Morning comes early.
You walk on the bridge, the smell of fresh coffee fills the air. The DPO on the desk gives a tired smile, as his relief has finally shown up. He has had a busy night.
Working on a DP vessel shares many similarities with working on a regular vessel. There are unique aspects about it as well. The following article is by no means comprehensive, as we cannot hope to cover all the variations here, but the intent is to paint a broad picture of the scope of work & what is expected.
In general there will be 4 officers in charge of the DP watch. All 4 will be fully licenced DPO’s and 2 of them will be the Senior DPO’s. In many cases this corresponds to the Chief Officer & First Officer positions.

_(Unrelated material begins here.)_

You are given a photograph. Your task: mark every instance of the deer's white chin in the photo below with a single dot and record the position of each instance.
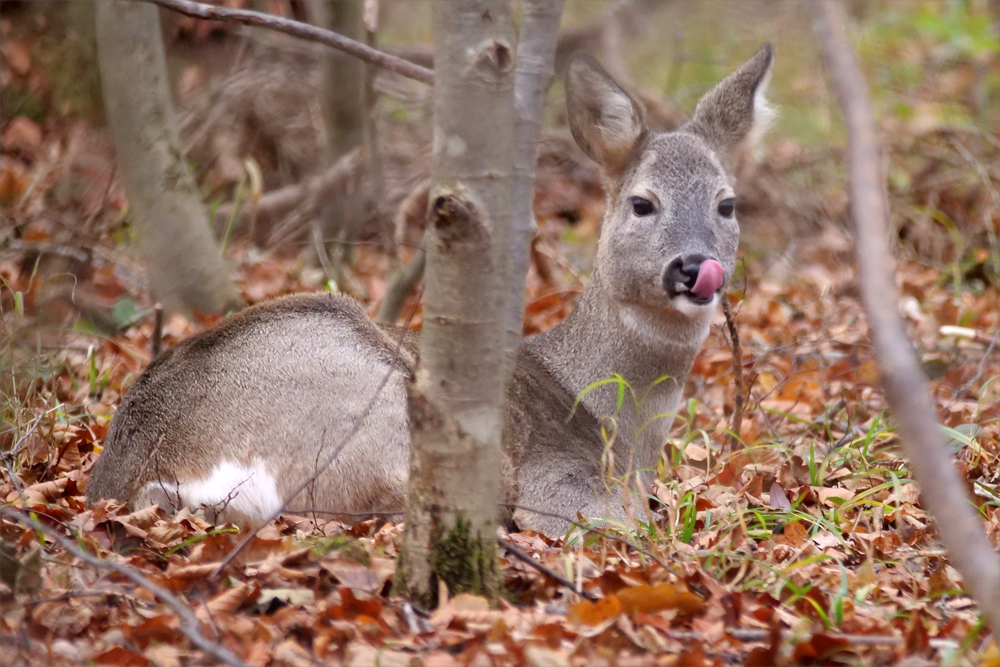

If there are juniors, or DPO’s still in training without the requisite time completed they will be additional.
Note that on some vessels that the Chief Mate is an additional position to the DP Team. In this case the C/O will concentrate on running the deck.

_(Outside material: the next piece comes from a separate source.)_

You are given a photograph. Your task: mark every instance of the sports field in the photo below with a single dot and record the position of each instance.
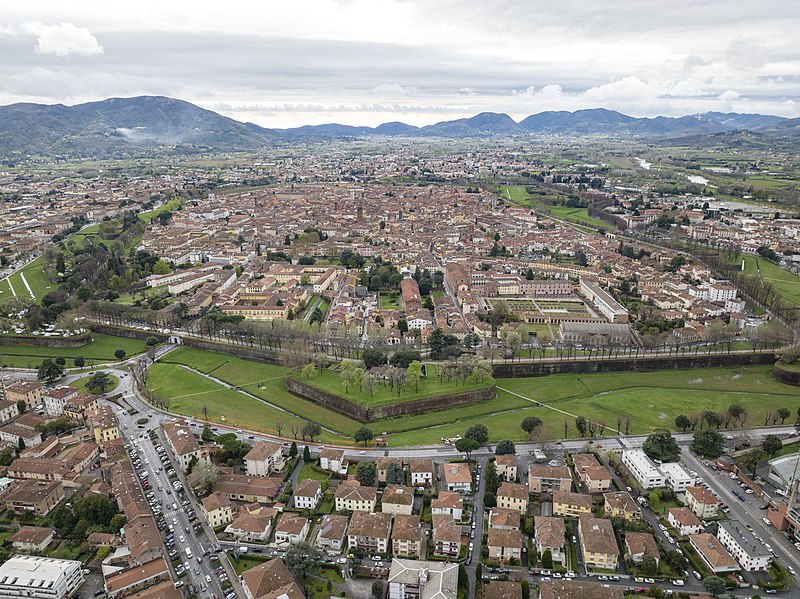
(650, 400)
(100, 349)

Watches are organized in staggered 12 hour shifts. The DPO’s change out at 0600 & 1800, while the Seniors change at Noon & Midnight. This serves the purpose of having somebody there that is familiar with the events of the last 6 hours. If the watch change occurs right in the middle of something it allows the new person on watch a
chance to get up to speed before getting in to the deep end of the pool.

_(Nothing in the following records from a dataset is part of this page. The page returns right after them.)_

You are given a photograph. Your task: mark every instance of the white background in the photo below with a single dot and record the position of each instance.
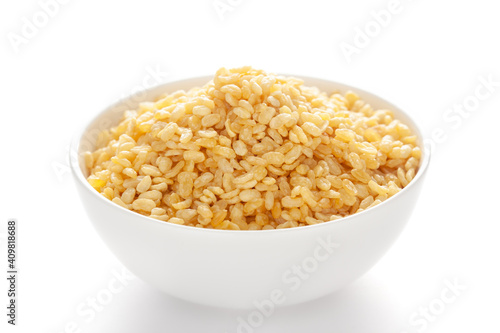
(429, 57)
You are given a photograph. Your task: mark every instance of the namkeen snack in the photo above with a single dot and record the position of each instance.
(253, 151)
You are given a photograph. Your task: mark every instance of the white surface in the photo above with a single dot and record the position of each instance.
(90, 53)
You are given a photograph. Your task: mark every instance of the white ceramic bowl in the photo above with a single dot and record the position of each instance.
(240, 269)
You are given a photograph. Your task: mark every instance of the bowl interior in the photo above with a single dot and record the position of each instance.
(86, 139)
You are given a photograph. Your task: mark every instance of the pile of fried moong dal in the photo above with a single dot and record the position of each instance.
(253, 151)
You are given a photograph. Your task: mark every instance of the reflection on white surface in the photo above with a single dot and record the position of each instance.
(364, 306)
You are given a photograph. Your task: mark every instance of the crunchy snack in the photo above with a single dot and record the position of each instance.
(251, 150)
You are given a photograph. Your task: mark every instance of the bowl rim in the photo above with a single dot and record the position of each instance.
(79, 175)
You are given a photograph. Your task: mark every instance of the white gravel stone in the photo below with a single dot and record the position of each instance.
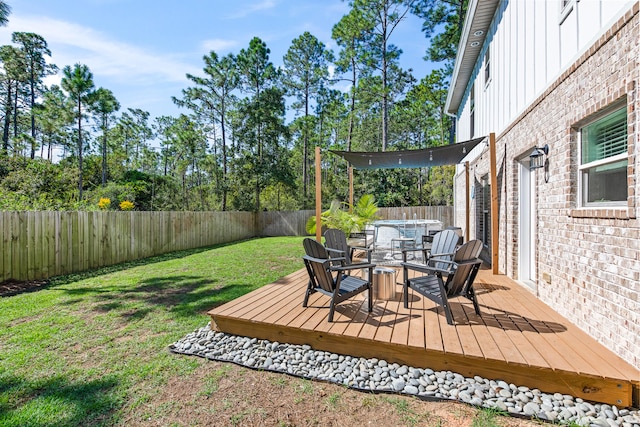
(378, 375)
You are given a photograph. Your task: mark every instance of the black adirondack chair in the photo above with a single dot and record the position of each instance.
(331, 280)
(443, 279)
(336, 243)
(442, 247)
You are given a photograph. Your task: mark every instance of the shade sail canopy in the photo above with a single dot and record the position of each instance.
(437, 156)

If you are looking for excitement, look somewhere else. When you take the desk remember that Boring DP is Good DP!
On the Desk
The first order of business after being handed over the watch (& once the coffee is poured!) is to run through a DP checklist. This ensures that you are aware of all the settings & that all systems are functioning properly. You can also pick up on something that may have been missed during the handover. It happens.
Time on the desk is split so that you will do one hour on, one hour off, in the Hot Seat. While you are on the desk you are responsible for making the vessel movements & for coordinating those moves with the various departments.
Off the Desk
It is very bad form to step in & start navigating pages or entering moves when you are not on the desk. Just as you wouldn’t make helm movements while underway & it is not your watch.
When your hour off the desk comes that doesn’t mean its time to lay back! The off desk DPO needs to assist in all the other tasks that the bridge team is responsible for. Things such as writing permits, monitoring the fire detection system & handling comms while the other DPO is busy handling the vessel.
And thats not to mention your regular duties as an officer! Just because you handle the DP system does not mean your other responsibilities are now null & void. Charts still need correction, safety gear requires maintenance & inspections, stability needs to be monitored & in some cases ballast needs to be pumped.
The Captain Steps In
Meal times will usually see the Captain come up to offer a relief. No hour lunch breaks here! Down to the galley & back up again. You may find yourself with a Captain that lets you take some extra time, but on a busy working vessel this is not likely.
The Skipper also shows up most days in the morning & afternoon to let one of the guys out for a spell. This time is used to get caught up on your responsibilities on deck. The night shift DPO may not be so lucky however & may need to get to those jobs after watch. And no, you will not get overtime. You signed up on a Day Rate or Salary & that’s what you’ll get!
Don’t be surprised to see the bridge fill up during the day, especially around coffee time. Just make sure it’s fresh! If you can’t come to them they will come to you.
On some vessels the DPO will also act as the HLO. In that case the Captain will again come up to let you go once the chopper calls in, hopefully before it is on your deck! Depending on the layout this may mean that anemometers or Radars need to be de-selected. Good communication is critical.
The Operators Mindset
Working on the bridge it is the responsibility of everyone on shift to keep a situational overview of the entire operation. Being aware of the surrounding vessels & obstructions, the subsea structures that can affect your work, reference systems, weather & all the jobs running concurently onboard need to be watched. the integrity of the vessels systems are monitored continuously so that in the event of a change or system failure the operator is ready to react & has the information in mind of how to do so properly.
Things such as escape routes & proximity of buoys or vessels need to be addressed & plans should be made & revised as required. Everything may be going well but if a shift in wind catches you snoozing it could result in the vessel going off position in an unplanned direction. There is always the potential of damage to the ship, the environment or to the life of your crew. And when it happens it will happen fast.
I hope this sheds some light on what goes on during a typical day for those interested in getting into DP or maybe just curious.